Soup season is finally here! I love a hearty soup when the weather permits and being able to put it together and let it cook most of the day in the crock pot frees up my afternoon and makes my house smell wonderful.
This soup is easy to make and satisfying to eat! And if you are looking for a frugal dinner on a cold evening, you have it here. Paired with a green salad (if you are more health conscious than me) and/or with some hot fresh bread (why not?), this becomes a meal you might find on the menu of a sweet little bistro somewhere but you can make it for yourself oh-so-much cheaper.
5 or 6 potatoes, peeled and cut into small pieces
1 onion, chopped
4 pieces bacon, cooked & cut into small pieces (I used thick sliced)
1 can cream of chicken soup
32 oz (4 cups or 1 quart) chicken broth
1 (8oz) bar cream cheese
1 cup shredded yellow cheese
Salt/pepper to taste
Line your crock pot with a slow cooker liner if you choose.

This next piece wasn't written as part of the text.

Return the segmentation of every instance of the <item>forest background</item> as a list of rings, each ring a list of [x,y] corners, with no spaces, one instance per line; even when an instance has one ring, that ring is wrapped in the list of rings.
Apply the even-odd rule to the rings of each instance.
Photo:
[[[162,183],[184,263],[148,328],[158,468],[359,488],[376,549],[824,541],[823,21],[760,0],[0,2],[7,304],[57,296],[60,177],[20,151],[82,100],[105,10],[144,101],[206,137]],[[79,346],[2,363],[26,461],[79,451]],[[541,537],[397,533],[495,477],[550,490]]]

Put the potatoes, onion, & bacon in the crock pot. Mix the cream of chicken soup with the chicken broth and add to the crock pot.
Cook on low for about 6 hours or until the potatoes and onion are tender. The last hour, cut the cream cheese into small pieces and stir it in until it is melted. You can also mash up the potatoes some if that is how you want your soup.
Just before serving you can stir the shredded yellow cheese into the soup or just save it and serve it on top when you put it into the soup bowls. Garnish if you wish with whatever you have on hand that goes with it – more crumbled bacon, parsley, chopped green onions and/or a dab of sour cream.